Last weekend’s annual Art Walk & Taste of Chocolate events were a sweet and popular success, driving foot traffic to downtown Craig. The popularity and synergy of the events should be a template for improving and taking better advantage of downtown. The real question is whether anyone is bold enough to do it.

Our View

Last weekend's annual Art Walk & Taste of Chocolate events were a sweet and popular success, driving foot traffic to downtown Craig. The popularity and synergy of the events should be a template for improving and taking better advantage of downtown. The real question is whether anyone is bold enough to do it.

There have been several issues regularly raised by each editorial board the Craig Daily Press has formed the last several years.

No matter the composition of the board, the need for an improved educational system, better sidewalks, more parental involvement, and a diversified economy are always popular topics.

So, too, is an improved downtown.

Downtown came up once again during Monday's editorial board meeting.

The current board touched on threads of downtown others in the past have: its' nice mix of restaurants and retail and service businesses; the vast potential that exists to improve the area to increase foot traffic; and the head-scratching question of why more hasn't been done to tap into that potential.

Saturday night was an example of what downtown could be throughout the year: the area hosted the 17th annual Art Walk & sixth annual Taste of Chocolate, along with an inaugural youth art show, bringing an estimated 500-plus people into the area on a weekend night.

Not only were the number of participants sizable, the events were also quality, with a number of visitors commenting on the skillful work of the 21 artists and 16 chocolatiers showcased.

The events should be a template to local officials, downtown business merchants, and the Downtown Business Association for future events in the district.

However, if the past has taught us anything, it's the events will be the exception rather than the rule, which is regrettable considering downtown's potential for success lies just beneath the surface of its largely dormant current state.

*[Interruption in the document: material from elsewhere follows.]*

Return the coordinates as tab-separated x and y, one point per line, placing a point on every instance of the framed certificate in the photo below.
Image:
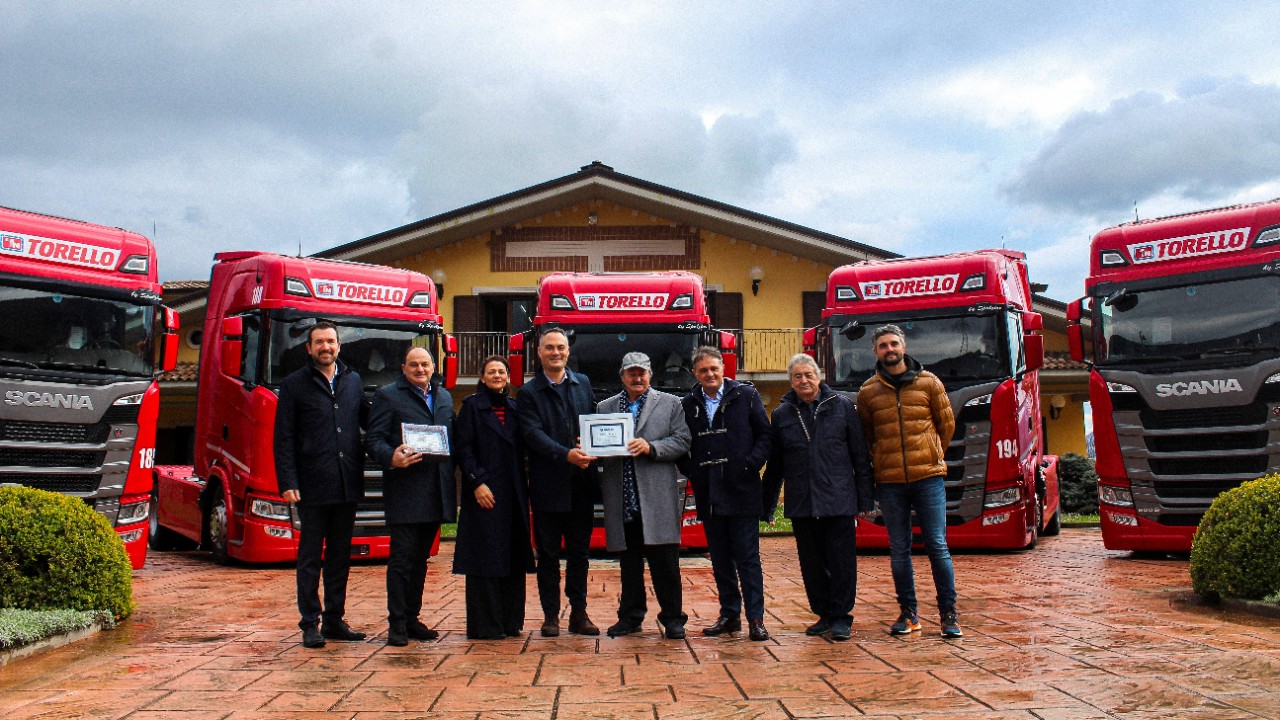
607	434
428	440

Downtown's failures don't necessarily belong to any one group or person. Rather, the shortcomings of the district belong to the community as a whole, and can also be attributed to a shortage of people with the proper vision, desire and follow-through willing to revitalize the area.

The editorial board encourages more officials and groups to get involved with downtown.

Could the Moffat County Tourism Association, Craig Chamber of Commerce and Craig/Moffat Economic Development Partnership help design plans to provide a needed jolt to the area?

Could the City of Craig, with its numerous employees and elected leaders, take up the cause, too, by contributing personnel and resources?

Could the DBA, the group with the most at stake downtown, be more aggressive in pushing for events like Whittle the Wood to be relocated to an area that makes sense for visitors and businesses — yes, downtown — rather than some off the grid location at the edge of town?

We know a few things for certain regarding downtown districts in general and ours specifically.

We know it's been proven in numerous areas throughout the country people enjoy downtowns. They like being pedestrians and being able to shop and grab a bite to eat without being in their cars.

We know businesses on the ground floor and apartments or condos upstairs are proven to work, providing a built-in customer base. We know business hours can't be limited to 9 a.m. to 5 p.m. Monday through Friday.

We know local consumers will pay slightly higher prices with smaller merchants rather than big box stores, if they're given good enough reason to.

And we know few of these established methods are currently utilized in our downtown, which again, is a failure of vision rather than potential.

With emphasis and effort, the 400 and 500 blocks of Yampa Avenue can become a popular, successful area benefiting community members and businesses. Plenty of people have recognized and said as much.

The real question is, who's going to do something about it?